Yes, indeed comic and gaming fans will have further miniseries to sink their teeth and eyes into. Each miniseries arc will likely cover different aspects and stories within the Halo mythos. However, Marvel and Bungie are focused on completing “Halo: Uprising” before rushing to an announcement on future arcs. So fans will just have to stay tuned and keep reading “Halo: Uprising!”
CBR:The first Halo graphic novel, and now the “Uprising” series, have been quite successful at bringing people into comics who might not regularly read them. What is it about this franchise that inspires such devotion and demands that more stories be told in the Halo universe?
I am going to steal a Bendis answer on this because his answer is far superior to anything than I would “typey-typey” on my keyboard:
“I really do think Halo is our generation’s Star Wars. It’s got a rich and untapped back-story and worldview that completely inspires me and millions of others. That’s why the game is such a hit, that’s why it raises past being a game into a cultural phenomenon, because it has richness to it that other games, and frankly, a lot of movies and television shows simply do not have. It was an honor to be asked to add something to the Halo pot. To bring to ‘Halo: Uprising’ what the HGN also brought, some humanity and perspective. Something you can’t get in the game based solely on the nature of the different mediums.”
On the topic of the game series, and I’m assuming you play the game, what is your “Halo 3” weapon of choice?
Sniper Rifle! Spiker Carbine! Energy Sword! The list goes on and on. If it kills, I likey! I am not picky.
|“Halo: Uprising” #3 on sale in December|
How about your favorite map?
Hmmm, tough one. The pit and the narrows…for now.
Do you get into trash-talking on the headset, or just let your actions speak for you?
Trash-talking ain’t my style. Besides, I can’t hang with the high-pitched/cracking voices that occasionally make my eardrums bleed during gameplay. To be a pre-teen again… as if!
Do you own any Halo collectibles, like the Master Chief helmet or a limited edition X-Box?
Not yet but I am sending mom, dad, siblings, friends, ex-girlfriends, etc. several links now. Thanks for the reminder, hombre! It should be a treasure trove of gifts for me this holiday—I hope!
Finally, as we close things out, tell us a bit about your role at Marvel as Vice President of Development. What’s this mean in terms of your role at Marvel and what does it mean to the common Marvel comics fan?

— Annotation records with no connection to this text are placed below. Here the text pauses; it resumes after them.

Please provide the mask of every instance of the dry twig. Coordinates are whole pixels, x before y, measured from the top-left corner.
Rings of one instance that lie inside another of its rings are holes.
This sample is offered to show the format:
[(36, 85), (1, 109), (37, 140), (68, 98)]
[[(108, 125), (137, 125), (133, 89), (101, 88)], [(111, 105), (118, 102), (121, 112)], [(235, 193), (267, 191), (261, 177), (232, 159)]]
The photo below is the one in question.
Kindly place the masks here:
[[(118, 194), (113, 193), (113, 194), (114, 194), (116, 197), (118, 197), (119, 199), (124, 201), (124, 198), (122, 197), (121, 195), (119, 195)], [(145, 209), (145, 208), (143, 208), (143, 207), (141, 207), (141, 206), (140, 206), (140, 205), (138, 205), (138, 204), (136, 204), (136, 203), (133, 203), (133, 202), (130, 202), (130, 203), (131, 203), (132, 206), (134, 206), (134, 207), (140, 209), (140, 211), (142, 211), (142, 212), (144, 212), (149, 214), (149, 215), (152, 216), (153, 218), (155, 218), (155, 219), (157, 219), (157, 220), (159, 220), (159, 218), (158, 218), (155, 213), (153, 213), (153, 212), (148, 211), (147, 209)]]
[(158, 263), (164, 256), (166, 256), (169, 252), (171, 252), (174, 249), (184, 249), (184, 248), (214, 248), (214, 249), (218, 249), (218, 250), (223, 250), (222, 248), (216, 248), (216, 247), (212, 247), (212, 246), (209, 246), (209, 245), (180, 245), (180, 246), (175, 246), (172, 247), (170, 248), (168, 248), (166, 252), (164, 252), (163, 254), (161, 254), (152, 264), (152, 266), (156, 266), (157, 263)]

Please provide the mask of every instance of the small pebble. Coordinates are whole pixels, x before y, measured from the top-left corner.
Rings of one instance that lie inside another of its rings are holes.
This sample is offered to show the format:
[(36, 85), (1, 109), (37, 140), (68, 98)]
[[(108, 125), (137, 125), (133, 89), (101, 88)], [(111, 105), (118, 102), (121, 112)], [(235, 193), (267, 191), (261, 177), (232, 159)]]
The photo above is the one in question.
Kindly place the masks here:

I operate behind-the-scenes, mostly. Undercover missions. I’d have to kill you if told you mission specifics. However, here are the vague details: working on different aspects of the publishing game; delving into category management for certain products tied to Marvel’s classic, movie, TV and animated brands for our Consumer Products Group; overseeing brand management of certain third-party IP like “Halo” and “Dark Tower;” targeting new top-tier writer; and wrestling with IP acquisition. There are bunch of exciting things that I am working on right now that will hopefully be announced next year!
Basically, these days, my main role is to negotiate and cut deals while occasionally getting to work on creative project like editing “Halo: Uprising.” In a parallel universe, the Ruwan there is a top-notch hostage negotiator (I save people, in my delusions of grandeur!), whereas the Ruwan in the Halo universe negotiates for hotel guests, as “Halo: Uprising” fans know. And so and so on. As you can see, negotiation is a common theme. It’s a good thing that I am great at it! Ha!